Robert Watson

Robert Watson

ROBERT WATSON-WATT

Pioneer of Radar - (1892-1973)

Robert Watson-Watt might not be a name familiar to all Scots, but without him it's fair to say we might now be a small and far-flung outpost of the greater German Empire.

He was the pioneer of Radar (RAdio Detection And Ranging), the single biggest technological factor in the Allied victory of the Battle of Britain and in achieving and maintaining mastery of the skies throughout World War II.

A descendant of James Watt, the inventor of the steam engine, Robert Watson Watt was born in Brechin, the son of a carpenter.

He was educated at University College, Dundee, and in 1915 he began work in the meteorology section of the Royal Aircraft Factory at Farnborough where he undertook research into radio location of storms, as an early warning for pilots of fragile early planes.

By 1918, storms several hundred miles away could be located accurately, saving many an aviator from an unexpected bumpy ride or worse.

In 1933 the Government charged him with the responsibility of developing a radar tracking system that would detect movement of aircraft, and by 1935 he had cracked it.

Robert Watson-Watt with the original Radar machine in 1935.
By the end of 1938, a secret system was in place covering the North Sea approaches and it was extended to the whole country by the time war broke out in 1939.

It was the secret weapon that confounded the Luftwaffe and allowed the RAF to intercept and shoot down many German aircraft before they even reached these shores.

Radar, it must be said, was not a new idea - it had first been mooted in a science-fiction novel and others were also working on its development.

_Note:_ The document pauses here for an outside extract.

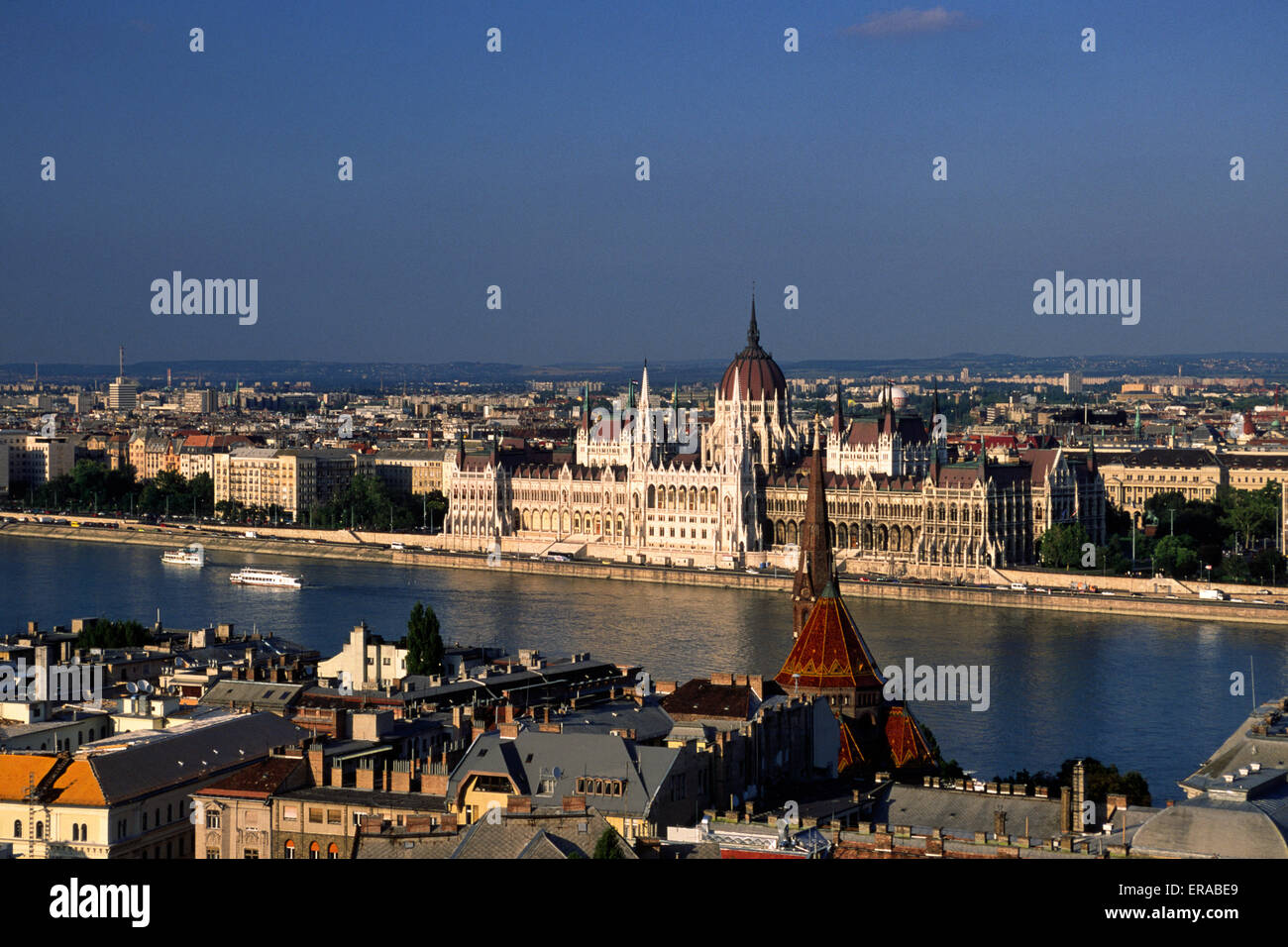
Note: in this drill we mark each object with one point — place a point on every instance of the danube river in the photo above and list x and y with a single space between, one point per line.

Crucially though, the Germans were known to have made little progress in the field, and it is here that Watt's story takes an unexpected twist from your average boffin's tale.

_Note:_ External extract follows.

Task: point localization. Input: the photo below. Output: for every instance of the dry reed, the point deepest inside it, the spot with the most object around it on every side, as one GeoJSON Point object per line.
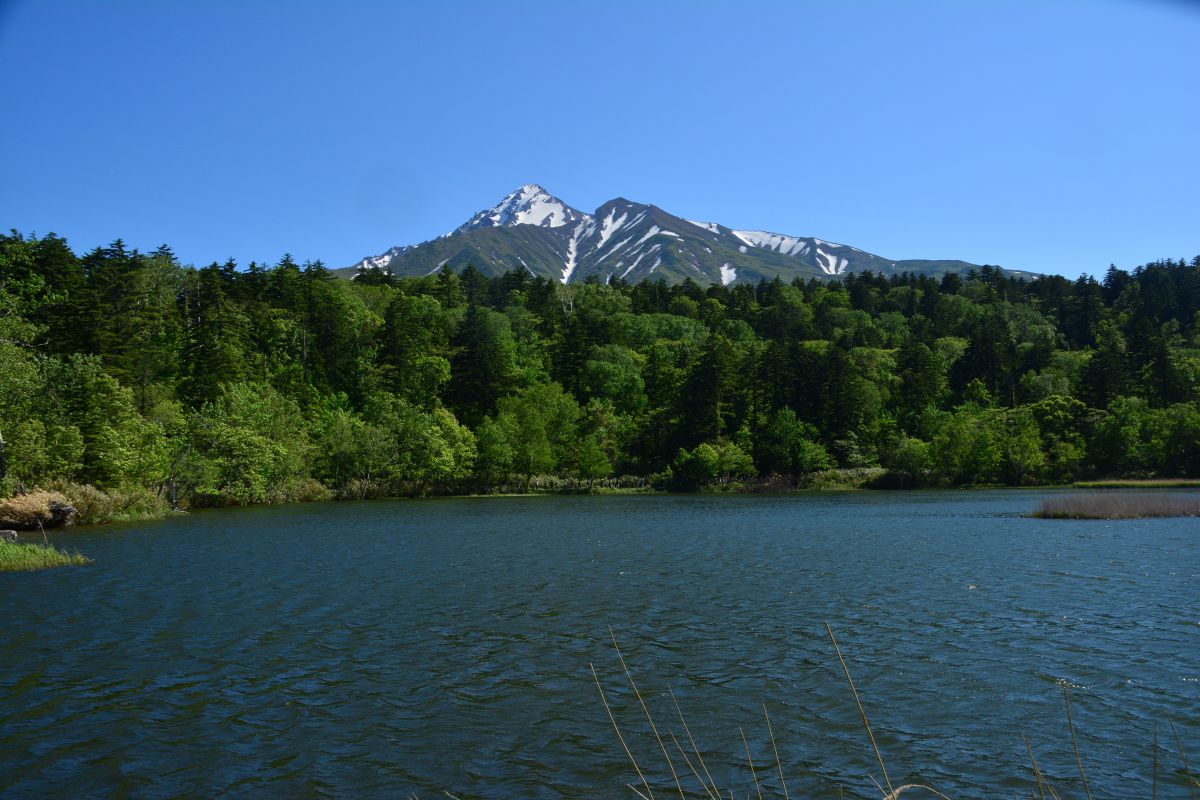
{"type": "Point", "coordinates": [1044, 789]}
{"type": "Point", "coordinates": [1104, 505]}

How did Britain know for certain that the Germans had made little progress? Simple - Watt and his wife went personally to Germany in 1937 to assess their radar capabilities.

In short, they were spies.

"Ach so, Herr Vott, how are you liking your holiday in our vunderbar fatherland?"

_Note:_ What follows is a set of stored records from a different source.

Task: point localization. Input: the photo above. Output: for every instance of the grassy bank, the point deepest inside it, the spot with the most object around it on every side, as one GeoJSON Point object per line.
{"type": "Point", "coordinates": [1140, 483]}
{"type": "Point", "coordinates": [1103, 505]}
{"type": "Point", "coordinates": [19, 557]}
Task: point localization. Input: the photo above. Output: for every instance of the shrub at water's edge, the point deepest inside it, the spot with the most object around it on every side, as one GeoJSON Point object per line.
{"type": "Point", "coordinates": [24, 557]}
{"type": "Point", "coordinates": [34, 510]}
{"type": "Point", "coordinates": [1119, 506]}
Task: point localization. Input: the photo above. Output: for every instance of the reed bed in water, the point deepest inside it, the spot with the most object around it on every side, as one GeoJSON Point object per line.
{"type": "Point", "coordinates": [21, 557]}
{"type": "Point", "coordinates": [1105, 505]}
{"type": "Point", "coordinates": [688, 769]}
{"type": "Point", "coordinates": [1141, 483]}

"Ah yes, we love your fine hotel, the bratwurst is marvellous and these mountains are a delight for walking in, but my good lady wife and I can't help but notice the apparent lack of radar facilities."

"Ach ja, mein Herr, zis Radar thing is something ve are sadly lacking in, but I hope it vill not spoil your stay in our country?"

"Not at all, old chap, not at all."

Watson-Watt received a knighthood in 1942 and, almost uniquely, in recognition of the importance of his pioneering work the Government awarded him £52,000, a massive sum at the time.